S'agissant du financement de la recherche hospitalière par le ministère des Solidarités et de la Santé, les missions d'enseignement, de recherche, de référence et d'innovation (MERRI) sont constituées d'une dotation socle qui comporte une part de financement sur publications, s'appuyant sur l'indicateur Système d'interrogation, de gestion et d'analyse des publications scientifiques (SIGAPS), une part de financement qui repose sur les essais cliniques (indicateur Système d'information et de gestion de la recherche et des essais cliniques SIGREC) et une part attribuée en fonction de l'effort d'enseignement. Les moyens sont de l'ordre de 1,3 milliard d'euros pour le financement de cette recherche. Pour les CHU, les crédits MERRI sont actuellement peu incitatifs à l'investissement dans la recherche. La dotation socle est supposée compenser les surcoûts ou les pertes de recettes générés par l'activité de recherche et d'enseignement au sein des établissements de santé. Il s'agit de crédits qui ne sont pas des autorisations d'engagement. Ces dotations sont déterminées mécaniquement, puisque les indicateurs SIGAPS et SIGREC sont automatiquement construits sur les publications ou les essais cliniques. Cette méthode d'allocation ne respecte pas les bonnes pratiques internationales et ne permet pas au ministère de la Santé de déployer une véritable politique de recherche hospitalière. Au Royaume-Uni, le « Department of Health and Social Care » (DHSC) confie à une agence, le « National Institute for Health Research » (NIHR), la mission de distribuer les crédits de recherche, qui sont de l'ordre de 1,2 milliard d'euros.

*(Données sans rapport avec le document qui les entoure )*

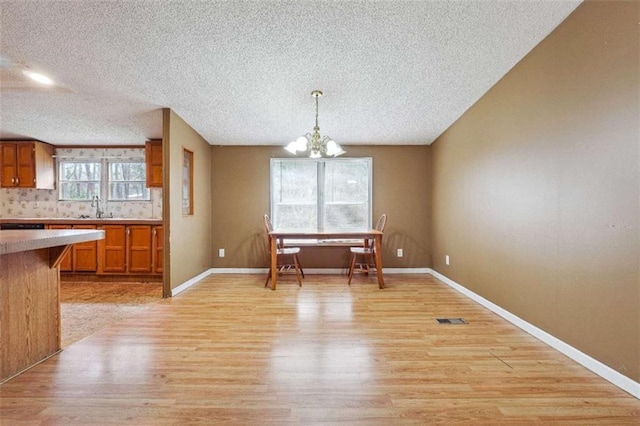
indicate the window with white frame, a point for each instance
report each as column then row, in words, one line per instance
column 321, row 193
column 82, row 180
column 127, row 181
column 79, row 180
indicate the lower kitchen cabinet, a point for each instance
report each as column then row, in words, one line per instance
column 114, row 249
column 139, row 248
column 131, row 249
column 157, row 250
column 127, row 249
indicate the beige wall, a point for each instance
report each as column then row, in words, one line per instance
column 189, row 253
column 536, row 188
column 240, row 196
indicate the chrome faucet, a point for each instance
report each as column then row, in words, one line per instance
column 95, row 202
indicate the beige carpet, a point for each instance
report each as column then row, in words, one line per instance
column 87, row 307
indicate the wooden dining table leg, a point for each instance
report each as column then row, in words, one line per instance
column 274, row 262
column 378, row 255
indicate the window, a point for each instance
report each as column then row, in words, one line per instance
column 321, row 193
column 82, row 180
column 79, row 181
column 127, row 181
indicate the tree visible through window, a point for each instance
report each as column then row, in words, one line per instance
column 321, row 193
column 127, row 181
column 79, row 181
column 120, row 180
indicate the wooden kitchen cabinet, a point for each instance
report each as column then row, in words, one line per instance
column 158, row 249
column 83, row 257
column 139, row 248
column 127, row 249
column 153, row 159
column 27, row 165
column 114, row 249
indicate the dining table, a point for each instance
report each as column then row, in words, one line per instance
column 323, row 237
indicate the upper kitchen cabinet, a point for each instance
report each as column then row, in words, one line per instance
column 153, row 156
column 27, row 165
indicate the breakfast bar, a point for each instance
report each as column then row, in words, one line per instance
column 30, row 294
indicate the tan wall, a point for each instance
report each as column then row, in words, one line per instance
column 535, row 188
column 241, row 197
column 190, row 251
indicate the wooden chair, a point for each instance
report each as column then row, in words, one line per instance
column 287, row 257
column 368, row 261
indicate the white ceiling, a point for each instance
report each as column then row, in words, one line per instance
column 241, row 72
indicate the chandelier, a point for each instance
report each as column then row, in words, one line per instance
column 317, row 146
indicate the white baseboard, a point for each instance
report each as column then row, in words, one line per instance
column 316, row 271
column 185, row 285
column 602, row 370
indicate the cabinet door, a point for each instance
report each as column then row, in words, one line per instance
column 158, row 251
column 114, row 249
column 25, row 165
column 153, row 158
column 66, row 264
column 139, row 248
column 85, row 255
column 8, row 166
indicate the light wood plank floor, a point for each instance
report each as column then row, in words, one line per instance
column 228, row 351
column 87, row 307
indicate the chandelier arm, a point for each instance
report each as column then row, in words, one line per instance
column 317, row 145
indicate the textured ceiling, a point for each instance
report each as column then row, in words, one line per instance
column 241, row 73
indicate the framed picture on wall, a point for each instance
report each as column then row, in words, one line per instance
column 187, row 182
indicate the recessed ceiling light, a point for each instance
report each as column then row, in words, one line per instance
column 40, row 78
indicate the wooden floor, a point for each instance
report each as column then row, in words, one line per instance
column 228, row 351
column 88, row 307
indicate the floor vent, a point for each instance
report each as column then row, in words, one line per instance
column 451, row 321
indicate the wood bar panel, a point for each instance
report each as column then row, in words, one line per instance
column 29, row 310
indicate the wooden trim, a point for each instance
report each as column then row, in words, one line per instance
column 57, row 254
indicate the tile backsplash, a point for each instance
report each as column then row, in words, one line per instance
column 43, row 203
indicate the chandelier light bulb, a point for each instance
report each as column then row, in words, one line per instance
column 316, row 145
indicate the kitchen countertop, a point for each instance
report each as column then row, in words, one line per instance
column 77, row 221
column 33, row 239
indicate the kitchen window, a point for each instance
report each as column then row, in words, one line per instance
column 121, row 180
column 79, row 180
column 321, row 193
column 127, row 181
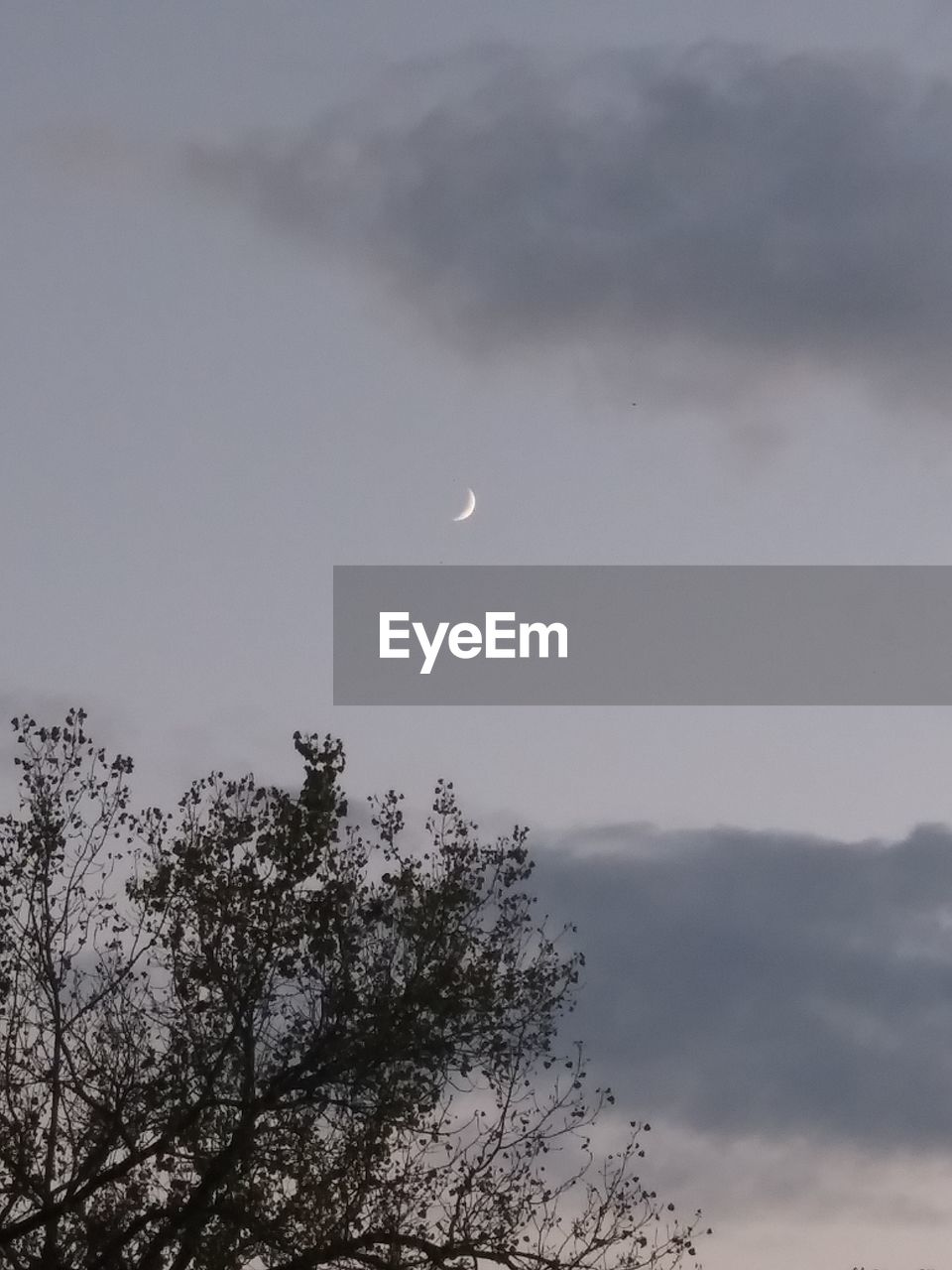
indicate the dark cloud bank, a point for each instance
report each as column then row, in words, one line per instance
column 774, row 984
column 778, row 207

Sur cette partie, nous avons formulé trois recommandations :

- réformer l'attribution aux structures hospitalières des moyens de la recherche clinique provenant de l'assurance maladie, dite dotation socle des MERRI, soit 1,37 milliard d'euros de crédits en incluant les programmes hospitaliers de recherche clinique (PHRC) ;

- confier l'évaluation des crédits MERRI socle et PHRC à un Conseil d'orientation de la recherche hospitalière à mettre en place sous l'égide du ministère des Solidarités et de la Santé et qui fonctionnerait sur des évaluations de qualité scientifique et de pertinence médicale, en coordonnant en amont sa stratégie et sa programmation avec les autres acteurs de la recherche en biologie‑santé ; parallèlement, supprimer la procédure actuelle, qui repose sur l'application mécanique des indicateurs SIGAPS et SIGREC ;

- verser aux structures hospitalières un préciput aligné sur celui qui sera bientôt appliqué par l'ANR, soit 40 % des crédits alloués aux équipes et laboratoires qu'elles hébergent, que cette allocation l'ait été de façon concurrentielle ou sous forme de crédits de fonctionnement pluriannuels contractualisés.